In [None]:
import os
import pathlib

base_directory = os.getcwd() # store your base directory for easy reference
assignment_two_data = base_directory + '/Homework_Two_Data/'

In [None]:
# Load core libraries and utilities
import numpy as np
import matplotlib.pyplot as plt
from math_596_image_analysis_helper_functions import *
from sklearn.cluster import KMeans

# Jupyter notebook "magic"
%matplotlib inline

In [None]:
cropped_directory = assignment_two_data + '/CroppedYale/'
cropped_image_list = file_builder(cropped_directory)

# For Windows users, you might need this instead:
# win_cropped_directory = pathlib.PureWindowsPath(cropped_directory)
# cropped_image_list = file_builder(win_cropped_directory)

In [None]:
def mode_and_kmeans_label_maker(images_mat):
    zero_avg, _ = zero_mean(images_mat)
    u_modes, s_vals = mode_builder(zero_avg)
    u_modes_red = mode_selector(u_modes, s_vals, 1.)

    projected_images = u_modes_red.T @ zero_avg
    
    cluster_data = np.array([projected_images[0, :], projected_images[1, :]])
    print(cluster_data.shape)
    
    kmeans = KMeans(n_clusters=2, random_state=0, n_init="auto").fit(cluster_data.T)
    labels = kmeans.labels_
    centers = kmeans.cluster_centers_
    
    return labels, centers, cluster_data  

In [None]:
# Same stuff from lecture notes:

num_crp_images = len(cropped_image_list)
crp_row, crp_col = np.shape(cropped_image_list[0])
crp_image_mat = np.zeros((crp_row*crp_col, num_crp_images), dtype=np.float64)
for cnt, image in enumerate(cropped_image_list):
    crp_image_mat[:, cnt] = image.flatten()

print(f"Total number of images is: {num_crp_images}")
print(f"Pixel counts are {crp_row} by {crp_col}")

**Problem 1**: Using the cropped image list from Homework 2, following our study of using k-means clusters on the scatter plot of `projected_images[0, :]` and `projected_images[1, :]` as shown in `Applications_of_the_SVD_and_Cluster_Analysis.ipynb`, we want to study how sensisitve the labels we used are.  To do this:

* Remove 10% of the total images and then label the remaining 90% of the images.  Compare your labels that you generated for the full data set to your new ones (relative of course to the common 90% of images you are working with) and compute the average difference as a percentage of the total number of images in your 90% set.  
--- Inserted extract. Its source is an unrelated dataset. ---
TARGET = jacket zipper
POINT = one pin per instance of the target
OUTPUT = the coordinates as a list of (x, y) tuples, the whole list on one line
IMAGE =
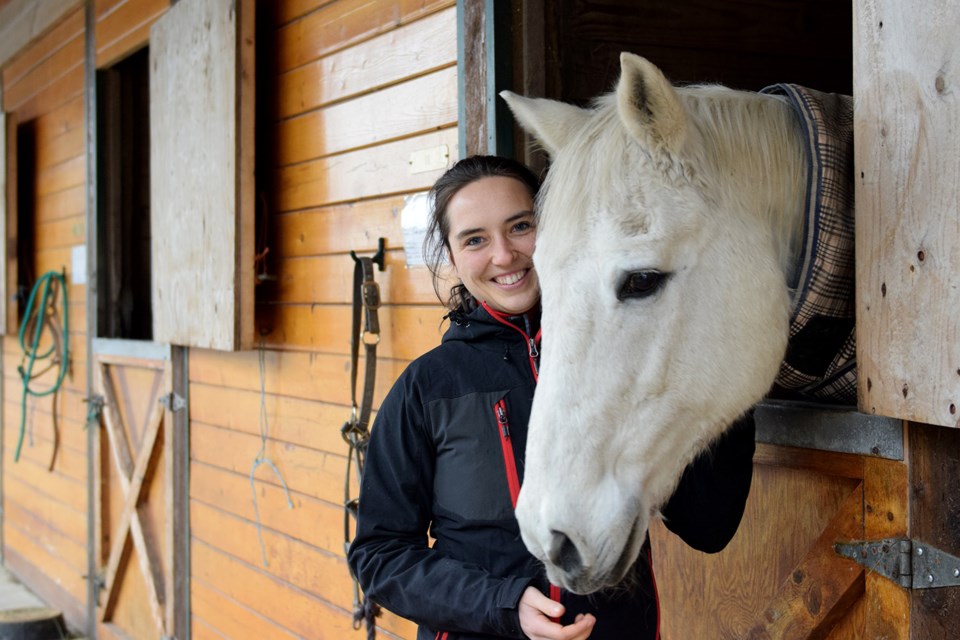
[(510, 464), (533, 352)]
* Repeat this process 9 more times by removing a different 10% of the data each time.  This should generate 9 more average differences.  

* Plot your results and comment upon them.  How robust are the labels?  How effective would you say that our labeling scheme is?  

In [None]:
# To build your 90%/10% splits in the data, we shuffle our images first 
# and then build our modes and find our labels for the full data set 
# relative to a fixed shuffle of the image indices.  

rng = np.random.default_rng()
image_indices = np.arange(num_crp_images)
rng.shuffle(image_indices)
shuffled_images = crp_image_mat[:, image_indices]

labels, centers, cluster_data = mode_and_kmeans_label_maker(shuffled_images)

group_one = labels == 1
group_two = labels == 0
cluster_one = cluster_data[:, group_one]
cluster_two = cluster_data[:, group_two]

plt.scatter(cluster_one[0, :], cluster_one[1, :], s=2., c='r')
plt.scatter(cluster_two[0, :], cluster_two[1, :], s=2., c='k')
plt.scatter(centers[:, 0], centers[:, 1], s=40., c='g', marker='x')

In [None]:
# Now start doing your 90/10 splits.  Note, you don't need to do anymore index shuffling, 
# and if you do, the problem gets categorically more difficult.  

**Problem 2**: Repeat the above analysis using two kmeans labels and the modes `projected_images[0, :]`, `projected_images[1, :]`, and `projected_images[3, :]`.  How do your results change?  

**Problem 3**: Repeat the above analysis using three kmeans labels and the modes `projected_images[0, :]`, `projected_images[1, :]`, and `projected_images[3, :]`.  How do your results change?  Which would you say is the best labeling scheme?